アスリートの前に、まずは「あなた自身」を整える
アスリートのメンタルを語る前に、一番重要な法則をお伝えします。それは「支える側の心の状態は、見えない糸を通して選手に完全に伝播する」という事実です。
心理学には「情動伝染」という概念があります。人間は、無意識のうちに他者の表情や声のトーン、姿勢などを模倣し、それによって相手と同じ感情を自分の中にも引き起こすという性質を持っています。特に、親と子、コーチと選手といった関係性の深い間柄では、この情動伝染が非常に強く働きます。
試合前、
- 「絶対に勝ってほしい」
- 「ここで失敗したらどうしよう」
と、サポートする側が強い不安やプレッシャーを感じているとしましょう。あなたは言葉では「リラックスして、いつも通り楽しんでおいで」と笑顔で送り出すかもしれません。しかし、あなたのわずかな表情の強張り、声の震え、不自然な身振りは、情動伝染によって瞬時に選手へと伝わり、選手の心に理由のない不安や焦りを生み出してしまいます。
私がコーチングを行う際、選手だけでなく指導者や親御さんにも必ずお伝えするのは、「選手をコントロールしようとする前に、まずはご自身の心のコップを安定した水面のように保ってください」ということです。アスリートに強靭なメンタルを求めるのであれば、まずは支える側がどっしりと構え、結果に一喜一憂しないマインドセットを持つことが、すべての土台となります。
結果を左右する「マインドセット」の正体
では、アスリートが成長し、本番で実力を発揮するための「マインドセット」とは一体何なのでしょうか。
スタンフォード大学の心理学者、キャロル・ドゥエック博士は、心のあり方、思考の癖を示す人間のマインドセットを大きく2つに分類しました。「硬直化されたマインドセット」と「成長志向のマインドセット」です。

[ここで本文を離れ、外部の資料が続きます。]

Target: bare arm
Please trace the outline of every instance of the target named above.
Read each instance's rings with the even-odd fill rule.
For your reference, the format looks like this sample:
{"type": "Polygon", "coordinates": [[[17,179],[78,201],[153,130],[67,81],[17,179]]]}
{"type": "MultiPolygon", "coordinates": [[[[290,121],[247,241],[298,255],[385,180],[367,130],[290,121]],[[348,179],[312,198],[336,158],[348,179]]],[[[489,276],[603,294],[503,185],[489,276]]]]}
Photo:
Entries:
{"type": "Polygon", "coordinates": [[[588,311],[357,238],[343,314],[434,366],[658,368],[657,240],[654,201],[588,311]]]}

硬直化されたマインドセットとは、「人間の能力は生まれつき決まっており、変わらない」という思考法です。この状態の選手は、失敗を「自分の能力が低いことの証明」と捉えるため、極度に失敗を恐れ、挑戦を避けるようになります。また、他人の成功を脅威に感じてしまいます。
一方、成長志向のマインドセットとは、「人間の能力は、努力や経験、学習によって後天的に伸ばすことができる」という思考法です。この状態の選手は、失敗を「成長のためのデータ」や「学びの機会」としてポジティブに捉えることができます。困難な壁にぶつかった時ほど、どうすれば乗り越えられるかを思考し、粘り強く努力を続けることができます。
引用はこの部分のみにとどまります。